I live in the Park City area now - talk about insane housing prices! I purchased a home in 2015 and it has increased by almost 2.5x.
Dump those Big Government, Damed-up, Golden Parachutes in the so called “market” into the economy, and watch what happens.
Inflation is here, plus termed in. ✖️
bump
At least one economics writer does not substitute CPI increase for inflation. CPI can be and annually is manipulated to keep it lower than reality. You can’t do that with the measure of actual inflation which is simply the increase in the money supply.Actually there can be increasing inflation even as prices in general go down if productivity increases faster than new money is “printed.”
What you ask, is again an absurd reduction. The impact on P depends on other factors besides M Timing is a key factor. The reasons Q increased are also factors. Q doesn’t increase in isolation.
But I’ll play:
If Q and M increase identically and simultaneously, then P depends on V. If the stimulus that increased Q and M is a response to disaster and people start hoarding goods, then both V and P will increase.
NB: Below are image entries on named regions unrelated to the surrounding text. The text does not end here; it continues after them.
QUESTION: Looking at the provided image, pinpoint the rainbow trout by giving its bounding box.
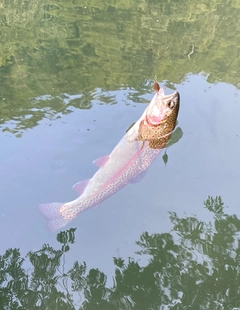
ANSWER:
[39,82,180,231]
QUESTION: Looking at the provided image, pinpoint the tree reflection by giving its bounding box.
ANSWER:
[0,197,240,310]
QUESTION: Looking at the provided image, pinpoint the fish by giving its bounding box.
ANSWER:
[39,81,180,231]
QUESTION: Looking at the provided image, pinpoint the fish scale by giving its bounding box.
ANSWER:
[39,82,180,231]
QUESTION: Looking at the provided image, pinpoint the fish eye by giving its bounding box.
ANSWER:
[167,100,175,109]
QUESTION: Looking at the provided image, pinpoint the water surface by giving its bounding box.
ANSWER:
[0,0,240,309]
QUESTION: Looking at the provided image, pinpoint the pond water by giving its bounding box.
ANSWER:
[0,0,240,310]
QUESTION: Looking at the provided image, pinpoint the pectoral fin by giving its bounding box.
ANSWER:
[93,155,110,167]
[129,170,147,183]
[73,179,90,195]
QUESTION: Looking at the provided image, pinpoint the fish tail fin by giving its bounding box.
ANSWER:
[38,202,73,231]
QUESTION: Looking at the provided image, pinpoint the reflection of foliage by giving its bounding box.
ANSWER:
[0,197,240,310]
[0,0,240,134]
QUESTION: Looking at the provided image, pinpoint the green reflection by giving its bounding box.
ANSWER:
[0,0,240,135]
[0,197,240,310]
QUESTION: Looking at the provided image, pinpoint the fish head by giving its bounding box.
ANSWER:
[138,82,180,145]
[145,82,180,126]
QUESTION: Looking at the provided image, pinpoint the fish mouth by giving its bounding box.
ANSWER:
[146,91,180,126]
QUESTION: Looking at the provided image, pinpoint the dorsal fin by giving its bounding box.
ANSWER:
[153,81,160,93]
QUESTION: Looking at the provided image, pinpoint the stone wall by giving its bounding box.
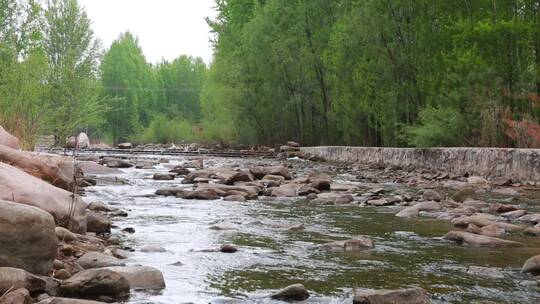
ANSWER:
[302,146,540,185]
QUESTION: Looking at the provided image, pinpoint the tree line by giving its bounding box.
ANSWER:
[0,0,540,147]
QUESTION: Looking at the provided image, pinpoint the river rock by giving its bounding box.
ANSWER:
[153,173,176,181]
[452,188,476,203]
[54,227,77,243]
[37,297,106,304]
[320,235,374,252]
[0,126,19,149]
[102,157,133,169]
[77,251,125,269]
[467,266,504,279]
[0,288,32,304]
[0,163,86,233]
[0,267,47,294]
[396,202,442,217]
[88,202,112,212]
[521,255,540,275]
[223,194,246,202]
[60,268,129,299]
[100,266,165,290]
[86,211,112,233]
[270,284,309,302]
[0,200,58,275]
[422,190,442,202]
[353,287,429,304]
[117,143,133,149]
[443,231,525,248]
[501,209,527,220]
[249,166,292,180]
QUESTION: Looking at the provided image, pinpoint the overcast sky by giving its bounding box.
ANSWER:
[79,0,216,63]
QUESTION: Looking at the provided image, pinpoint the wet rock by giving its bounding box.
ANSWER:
[0,288,32,304]
[53,269,71,280]
[518,213,540,225]
[117,143,133,150]
[353,287,429,304]
[452,188,476,203]
[54,227,77,243]
[153,173,176,181]
[210,222,238,230]
[270,284,309,302]
[308,172,332,191]
[37,297,106,304]
[223,194,246,202]
[489,203,518,213]
[443,231,525,248]
[101,157,133,169]
[270,183,300,197]
[219,244,238,253]
[480,225,505,237]
[320,236,374,252]
[467,176,488,185]
[467,266,504,279]
[77,252,125,269]
[0,200,58,275]
[396,202,442,217]
[422,190,442,202]
[0,267,47,294]
[141,245,167,252]
[0,162,86,233]
[86,212,112,233]
[88,202,111,212]
[521,255,540,275]
[501,210,527,220]
[60,269,129,299]
[100,266,165,290]
[169,166,191,176]
[176,188,220,200]
[249,166,292,180]
[451,213,525,231]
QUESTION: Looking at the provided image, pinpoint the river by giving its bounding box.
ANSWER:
[81,157,540,304]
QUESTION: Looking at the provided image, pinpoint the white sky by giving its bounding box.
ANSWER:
[78,0,216,63]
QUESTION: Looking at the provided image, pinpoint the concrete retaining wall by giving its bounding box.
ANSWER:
[302,146,540,185]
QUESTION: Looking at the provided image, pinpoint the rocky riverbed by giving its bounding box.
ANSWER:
[77,151,540,303]
[0,127,540,304]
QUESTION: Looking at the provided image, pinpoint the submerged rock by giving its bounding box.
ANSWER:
[102,266,165,290]
[443,231,525,248]
[320,236,374,252]
[270,284,309,302]
[353,287,429,304]
[60,269,129,299]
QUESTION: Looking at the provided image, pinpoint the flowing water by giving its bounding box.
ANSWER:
[81,158,540,304]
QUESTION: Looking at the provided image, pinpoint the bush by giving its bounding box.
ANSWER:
[141,115,196,144]
[407,106,466,147]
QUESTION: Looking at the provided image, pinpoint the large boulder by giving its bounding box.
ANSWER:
[0,200,58,275]
[0,145,82,190]
[521,255,540,275]
[60,269,129,299]
[443,231,525,248]
[0,288,32,304]
[0,267,47,294]
[0,126,19,149]
[77,251,125,269]
[101,266,165,290]
[270,284,309,302]
[353,287,429,304]
[0,163,86,233]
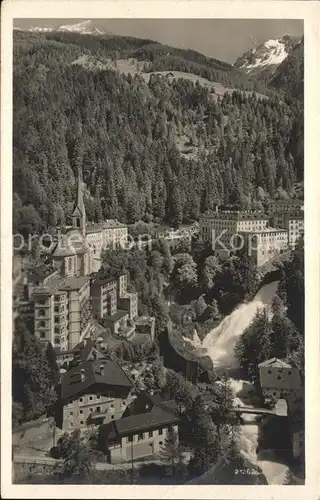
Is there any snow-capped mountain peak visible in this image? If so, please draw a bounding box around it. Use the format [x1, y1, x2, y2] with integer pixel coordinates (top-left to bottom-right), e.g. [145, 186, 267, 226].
[234, 35, 301, 76]
[18, 19, 106, 35]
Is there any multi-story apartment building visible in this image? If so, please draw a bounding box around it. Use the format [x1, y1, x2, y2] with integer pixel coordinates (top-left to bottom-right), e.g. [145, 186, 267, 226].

If people start hoarding money, then V and P will both decrease. If there is no other consequential input the equilibrium would likely allow P to remain constant. That, of course demands an initial condition of equilibrium that is never true.
In that sec Ari however Q never increases independently ; but M can and often does.
I can remember 3% sales tax in Florida. I can also remember campaigns to raise the rate by claiming that as many more tourists are coming to Florida, the services must be expanded so the sales tax rate must be raised. But the tourists pay their own way by increasing purchases and thus providing more sales tax to the state by their being here.
Think again. V hasn’t changed much since the advent of credit cards. Also, I presented the question with two givens and V virtually constant for the last 30 years. I didn’t ask for what caused P and M to increase; just that it did. Given that, you don’t need to hedge your answer.
All in all, I do believe that M, controlled by the Fed is indeed the dominant, if not the primary source of all so-called “inflation”. It is the only truly independent variable and is controlled by a single source. Perhaps you might wish to respond to that context.